Growing up, Tom was an avid ham radio operator and an Eagle Scout. He is married to Susan Hitz Scholl and has two sons, William and Tommy. He has been writing poetry since he was 16.
Dr. Paul R. Sanberg
From Lab to Market: Academic Innovation and the National Academy of Inventors
November 13, 2013
Dr. Paul R. Sanberg is senior vice president for research and innovation, Distinguished University Professor and executive director of the Center of Excellence for Aging and Brain Repair at the University of South Florida, and founder and president of the National Academy of Inventors. He trained at York University, the University of British Columbia, the Australian National University and The Johns Hopkins University School of Medicine, among others. He has held academic positions at Ohio University, the University of Cincinnati and Brown University. He is an inventor on approximately 100 health-related patents. His work has been instrumental in translating new pharmaceutical and cellular therapeutics to clinical trials and commercialization for Tourette syndrome, stroke, ALS, Alzheimer’s, Huntington’s and Parkinson’s disease and he has significant biotech and pharmaceutical industry experience in these areas. He is the co-founder of Saneron CCEL Therapeutics, Inc. and Natura Therapeutics, in Tampa, and Stem Cells, Inc., in Palo Alto, California. He is the author of more than 600 scientific publications and is considered a highly cited scientist, with more than 20,000 citations to his published work. He serves on editorial boards for more than 30 scientific journals and has received numerous scientific awards. He is a fellow of the AAAS, a Charter Fellow of the National Academy of Inventors and serves on the evaluation committee of the National Medal of Technology and Innovation.
David E. Hershberg
Excelling as an Entrepreneur
April 24, 2013
David Hershberg started his career in 1959 at ITT Defense Communications working on earth stations for the first active communications satellite carrier. He founded ITT Space Communications in 1968; Comtech Systems Division in 1972; and Satellite Transmission Systems (STS) in 1976, where he served for 18 years as president and CEO. STS became the global leader and premier company in the field of satellite communications ground station systems.

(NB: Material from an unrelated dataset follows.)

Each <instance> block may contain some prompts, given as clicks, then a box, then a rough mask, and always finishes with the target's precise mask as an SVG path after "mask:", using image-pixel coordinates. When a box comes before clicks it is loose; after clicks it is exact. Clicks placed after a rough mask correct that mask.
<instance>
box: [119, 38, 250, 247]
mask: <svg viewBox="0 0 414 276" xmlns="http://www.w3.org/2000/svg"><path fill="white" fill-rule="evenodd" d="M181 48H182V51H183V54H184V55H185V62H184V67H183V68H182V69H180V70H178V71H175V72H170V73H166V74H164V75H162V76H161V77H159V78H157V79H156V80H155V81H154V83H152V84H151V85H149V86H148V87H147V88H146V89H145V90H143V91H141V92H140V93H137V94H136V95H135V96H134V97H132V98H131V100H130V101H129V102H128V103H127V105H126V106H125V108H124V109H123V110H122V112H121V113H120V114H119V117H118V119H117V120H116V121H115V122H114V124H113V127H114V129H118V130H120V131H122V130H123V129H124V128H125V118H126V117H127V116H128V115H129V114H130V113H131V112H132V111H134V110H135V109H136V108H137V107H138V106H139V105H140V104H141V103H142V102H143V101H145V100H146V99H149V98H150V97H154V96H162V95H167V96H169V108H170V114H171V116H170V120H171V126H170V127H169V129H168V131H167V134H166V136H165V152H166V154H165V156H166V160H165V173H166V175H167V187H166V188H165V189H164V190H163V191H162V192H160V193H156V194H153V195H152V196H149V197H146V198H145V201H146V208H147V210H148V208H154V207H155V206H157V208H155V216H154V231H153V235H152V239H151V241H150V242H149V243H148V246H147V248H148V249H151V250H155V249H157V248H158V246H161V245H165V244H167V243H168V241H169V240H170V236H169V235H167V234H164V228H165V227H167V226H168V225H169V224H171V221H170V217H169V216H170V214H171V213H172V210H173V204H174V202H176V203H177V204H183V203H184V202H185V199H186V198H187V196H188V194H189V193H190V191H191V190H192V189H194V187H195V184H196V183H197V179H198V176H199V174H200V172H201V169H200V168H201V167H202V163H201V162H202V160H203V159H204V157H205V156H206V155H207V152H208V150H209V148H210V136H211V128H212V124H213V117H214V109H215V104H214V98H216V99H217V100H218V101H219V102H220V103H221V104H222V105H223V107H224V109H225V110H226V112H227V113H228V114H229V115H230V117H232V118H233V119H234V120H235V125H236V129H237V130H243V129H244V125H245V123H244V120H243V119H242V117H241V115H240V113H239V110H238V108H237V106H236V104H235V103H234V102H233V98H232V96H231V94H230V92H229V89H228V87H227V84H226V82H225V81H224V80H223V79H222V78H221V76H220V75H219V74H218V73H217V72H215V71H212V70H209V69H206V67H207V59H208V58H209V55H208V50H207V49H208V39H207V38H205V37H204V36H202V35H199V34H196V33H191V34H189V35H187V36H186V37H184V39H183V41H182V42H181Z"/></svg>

Hershberg founded Globecomm Systems (GSI) in 1994 as an integrator of satellite communication systems and networks. It soon became a leading provider of end-to-end solutions. In 1996 he founded NetSat Express which is now known as Globecomm Network Services, as a subsidiary of GSI, to provide Internet service to developing countries. It is now a leading provider of Internetvia- satellite services for international ISPs and end-to-end enterprise solutions with content delivery offerings.
Working to improve United States industry competitiveness, Hershberg has testified before the U.S. Congress, and advised President Bill Clinton on competitive trade issues. He has worked on trade issues with the Department of Commerce, the U.S. Trade representative, AEA, TIA and the Council on Competitiveness.
Hershberg has won the Ernst & Young Entrepreneur of the Year Award for the Long Island region in the Emerging Technology category, the Leroy R. Grumman Award at the Cradle of Aviation Museum for technical achievement in satellite communications, and many other awards. In 2008 he was inducted into the Long Island Technology Hall of Fame (LITHF).
Hershberg holds master’s degrees in electrical engineering from Columbia University and management science from Stevens Institute of Technology and a B.E.E. from Rensselaer Polytechnic Institute (RPI).